JDK-8347712 : IllegalStateException on multithreaded ZipFile access with non-UTF8 charset
  • Type: Bug
  • Component: core-libs
  • Sub-Component: java.util.jar
  • Affected Version: 15
  • Priority: P3
  • Status: Resolved
  • Resolution: Fixed
  • OS: linux_ubuntu
  • CPU: x86_64
  • Submitted: 2025-01-14
  • Updated: 2025-05-21
  • Resolved: 2025-05-14
The Version table provides details related to the release that this issue/RFE will be addressed.

Unresolved : Release in which this issue/RFE will be addressed.
Resolved: Release in which this issue/RFE has been resolved.
Fixed : Release in which this issue/RFE has been fixed. The release containing this fix may be available for download as an Early Access Release or a General Availability Release.

To download the current JDK release, click here.
JDK 25
25 b23Fixed
Related Reports
Causes :  
Description
ADDITIONAL SYSTEM INFORMATION :
Windows is likely affected, too.

observed on Linux 6.8.0-51-generic #52~22.04.1-Ubuntu SMP PREEMPT_DYNAMIC Mon Dec  9 15:00:52 UTC 2 x86_64 x86_64 x86_64 GNU/Linux

A DESCRIPTION OF THE PROBLEM :
If multiple threads each instantiate their own java.util.zip.ZipFile instance using some java.nio.charset.Charset other than UTF_8 then they share the identical java.nio.charset.CharsetDecoder instance in Java 17, 21, 23, and 25 Build 5 (2025/1/9). The shared decoder is found following the private fields from ZipFile named res, zsrc, zc, dec. Iterating over the entries from both threads often yields an exception with the following stack trace (Java 17 in this case):

java.lang.IllegalStateException: Current state = RESET, new state = FLUSHED
	at java.base/java.nio.charset.CharsetDecoder.throwIllegalStateException(CharsetDecoder.java:996)
	at java.base/java.nio.charset.CharsetDecoder.flush(CharsetDecoder.java:679)
	at java.base/java.nio.charset.CharsetDecoder.decode(CharsetDecoder.java:808)
	at java.base/java.util.zip.ZipCoder.toString(ZipCoder.java:59)
	at java.base/java.util.zip.ZipFile.getZipEntry(ZipFile.java:658)
	at java.base/java.util.zip.ZipFile$ZipEntryIterator.next(ZipFile.java:517)
	at java.base/java.util.zip.ZipFile$ZipEntryIterator.nextElement(ZipFile.java:505)
	at java.base/java.util.zip.ZipFile$ZipEntryIterator.nextElement(ZipFile.java:483)

Attached to this bug report you find a minimal example based on Charset.forName("IBM437"). Note that the example creates a temporary zip file using java.nio.file.Files#createTempFile.

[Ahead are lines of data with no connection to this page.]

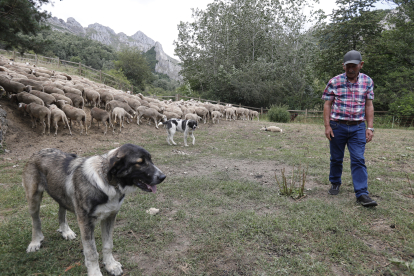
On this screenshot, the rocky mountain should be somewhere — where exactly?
[49,17,182,80]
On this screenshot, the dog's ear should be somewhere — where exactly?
[107,149,126,186]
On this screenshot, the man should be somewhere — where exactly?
[322,50,377,207]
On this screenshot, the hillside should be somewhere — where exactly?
[49,17,182,80]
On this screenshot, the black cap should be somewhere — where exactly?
[344,50,362,65]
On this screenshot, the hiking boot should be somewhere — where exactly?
[357,195,378,207]
[328,184,341,195]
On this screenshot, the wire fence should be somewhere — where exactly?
[0,49,414,128]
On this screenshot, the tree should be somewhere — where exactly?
[0,0,50,52]
[115,47,152,90]
[315,0,384,82]
[174,0,315,106]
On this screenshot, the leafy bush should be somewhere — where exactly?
[267,105,290,123]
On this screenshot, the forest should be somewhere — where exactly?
[0,0,414,116]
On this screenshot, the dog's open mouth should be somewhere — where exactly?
[134,179,157,193]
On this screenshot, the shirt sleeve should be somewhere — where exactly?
[322,79,335,101]
[367,79,374,100]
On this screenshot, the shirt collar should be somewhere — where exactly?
[344,72,361,83]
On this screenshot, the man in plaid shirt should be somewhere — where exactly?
[322,50,377,207]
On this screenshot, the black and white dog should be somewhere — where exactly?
[158,119,197,147]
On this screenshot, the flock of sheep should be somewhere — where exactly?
[0,56,259,136]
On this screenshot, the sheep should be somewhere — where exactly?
[195,106,209,123]
[50,93,73,105]
[111,107,132,132]
[105,100,136,116]
[184,113,203,123]
[0,86,6,98]
[137,107,167,128]
[250,110,260,121]
[48,104,72,136]
[56,100,88,135]
[63,86,82,97]
[89,107,115,135]
[260,126,283,133]
[114,94,128,103]
[163,111,179,120]
[19,103,51,135]
[83,88,101,107]
[97,89,114,106]
[125,98,141,112]
[0,76,29,97]
[43,85,65,95]
[30,90,56,106]
[225,107,236,121]
[10,92,45,106]
[13,79,43,91]
[211,110,223,124]
[65,93,85,109]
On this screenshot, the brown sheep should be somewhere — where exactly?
[89,107,115,135]
[65,93,85,109]
[10,92,45,106]
[19,103,51,135]
[83,88,101,107]
[57,100,88,135]
[0,76,29,97]
[30,90,56,106]
[50,93,73,105]
[49,104,72,136]
[137,108,167,128]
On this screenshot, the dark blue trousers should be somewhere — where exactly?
[329,121,369,197]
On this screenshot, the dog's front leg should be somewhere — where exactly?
[191,131,195,145]
[184,131,188,147]
[57,206,76,240]
[77,216,102,276]
[101,214,122,276]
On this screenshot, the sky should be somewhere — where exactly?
[42,0,390,59]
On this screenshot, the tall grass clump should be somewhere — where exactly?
[267,105,290,123]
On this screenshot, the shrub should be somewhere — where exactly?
[267,105,290,123]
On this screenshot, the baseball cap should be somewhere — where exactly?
[344,50,362,65]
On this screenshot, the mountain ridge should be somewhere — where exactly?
[48,17,182,80]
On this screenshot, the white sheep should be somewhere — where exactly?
[260,126,283,133]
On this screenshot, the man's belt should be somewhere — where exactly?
[336,120,364,126]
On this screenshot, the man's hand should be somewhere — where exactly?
[325,125,334,141]
[368,129,374,143]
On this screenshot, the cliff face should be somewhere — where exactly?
[49,17,182,80]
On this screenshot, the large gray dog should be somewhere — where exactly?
[23,144,166,276]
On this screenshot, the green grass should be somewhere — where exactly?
[0,121,414,275]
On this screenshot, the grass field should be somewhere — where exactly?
[0,121,414,276]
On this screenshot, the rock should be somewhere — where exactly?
[48,17,182,80]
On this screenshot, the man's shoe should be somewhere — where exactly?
[328,184,341,195]
[357,195,378,207]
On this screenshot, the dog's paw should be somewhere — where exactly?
[105,260,123,276]
[57,227,76,240]
[26,241,40,253]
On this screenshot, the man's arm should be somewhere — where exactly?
[323,100,334,141]
[365,100,374,143]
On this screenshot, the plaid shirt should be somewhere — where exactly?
[322,73,374,121]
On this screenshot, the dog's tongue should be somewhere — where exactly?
[147,184,157,193]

If everything works fine then both threads keep iterating forever. However, on affected Java versions, above IllegalStateException can be reproduced within a few seconds, which causes the program to terminate.

REGRESSION : Last worked in version 11.0.25

STEPS TO FOLLOW TO REPRODUCE THE PROBLEM :
Run the following command with an affected Java version (17, 21, 23, or 25 Build 5 (2025/1/9)) on Linux:

java ZipFileMultithreadingExample.java

Windows is likely to be affected, too (untested).

EXPECTED VERSUS ACTUAL BEHAVIOR :
EXPECTED -
The program runs forever (as it does with unaffected Java 11).
ACTUAL -
The program prints the following stack trace and stops:

java.lang.IllegalStateException: Current state = RESET, new state = FLUSHED
	at java.base/java.nio.charset.CharsetDecoder.throwIllegalStateException(CharsetDecoder.java:996)
	at java.base/java.nio.charset.CharsetDecoder.flush(CharsetDecoder.java:679)
	at java.base/java.nio.charset.CharsetDecoder.decode(CharsetDecoder.java:808)
	at java.base/java.util.zip.ZipCoder.toString(ZipCoder.java:59)
	at java.base/java.util.zip.ZipFile.getZipEntry(ZipFile.java:658)
	at java.base/java.util.zip.ZipFile$ZipEntryIterator.next(ZipFile.java:517)
	at java.base/java.util.zip.ZipFile$ZipEntryIterator.nextElement(ZipFile.java:505)
	at java.base/java.util.zip.ZipFile$ZipEntryIterator.nextElement(ZipFile.java:483)
	at ZipFileMultithreadingExample.iterateZipEntries(ZipFileMultithreadingExample.java:118)
	at ZipFileMultithreadingExample.keepIteratingZipEntries(ZipFileMultithreadingExample.java:105)
	at ZipFileMultithreadingExample.lambda$main$0(ZipFileMultithreadingExample.java:49)
	at java.base/java.lang.Thread.run(Thread.java:840)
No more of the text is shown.